Ella Bulllock, a mom who tried to be a part of the healing from all this, said her effort to spark a conversation was met by racism.

"The 60 plus racially slur-filled submissions to a survey I created have been provided to you in your packet," Bullock told board members. "The simple reality is this... is who we have allowed ourselves to become through inaction."

Superintendent Susan Bohn apologized to the community, saying "This behavior doesn't reflect the values of our school district or our community."

But Bullock fired back, citing comments the district has made in response to Johnson's incident.

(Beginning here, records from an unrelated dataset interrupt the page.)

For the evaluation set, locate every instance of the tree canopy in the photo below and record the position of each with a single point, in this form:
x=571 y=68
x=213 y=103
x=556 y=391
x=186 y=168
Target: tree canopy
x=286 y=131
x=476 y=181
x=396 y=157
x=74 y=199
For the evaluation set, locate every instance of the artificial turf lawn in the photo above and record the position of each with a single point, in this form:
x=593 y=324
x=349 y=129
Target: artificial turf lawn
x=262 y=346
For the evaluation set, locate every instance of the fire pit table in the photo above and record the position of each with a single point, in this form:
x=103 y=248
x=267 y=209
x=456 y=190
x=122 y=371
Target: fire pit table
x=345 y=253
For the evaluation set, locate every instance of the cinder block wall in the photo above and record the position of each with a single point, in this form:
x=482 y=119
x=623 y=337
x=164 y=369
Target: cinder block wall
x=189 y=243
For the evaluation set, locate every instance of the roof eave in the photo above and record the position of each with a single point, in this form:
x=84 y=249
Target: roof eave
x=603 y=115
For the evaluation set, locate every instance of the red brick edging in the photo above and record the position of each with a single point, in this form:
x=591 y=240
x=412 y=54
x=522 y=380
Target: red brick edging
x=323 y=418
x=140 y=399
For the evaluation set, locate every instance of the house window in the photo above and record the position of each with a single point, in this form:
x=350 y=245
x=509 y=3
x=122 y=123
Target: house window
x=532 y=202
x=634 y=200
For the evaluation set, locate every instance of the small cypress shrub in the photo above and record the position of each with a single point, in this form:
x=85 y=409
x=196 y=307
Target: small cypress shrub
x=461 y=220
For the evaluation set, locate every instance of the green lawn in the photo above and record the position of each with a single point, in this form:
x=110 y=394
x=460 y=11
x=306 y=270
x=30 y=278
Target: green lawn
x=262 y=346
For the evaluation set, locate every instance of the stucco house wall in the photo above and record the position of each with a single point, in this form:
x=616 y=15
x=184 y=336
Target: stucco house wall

"Repeatedly I've seen things like, 'This is not who Aledo is;' and 'the actions of a few students.' These statements seek to minimize the pervasiveness of racism in our community and the Aledo ISD," said Bullock. "Anything we do now looks like damage control and not leadership."

Police are investigating the flyers on campus. Parents are encouraging others to keep sharing stories of their experiences despite the response Bullock received.  They're hoping the district takes steps to lead the way in fighting racism as they have in the classroom and the football field.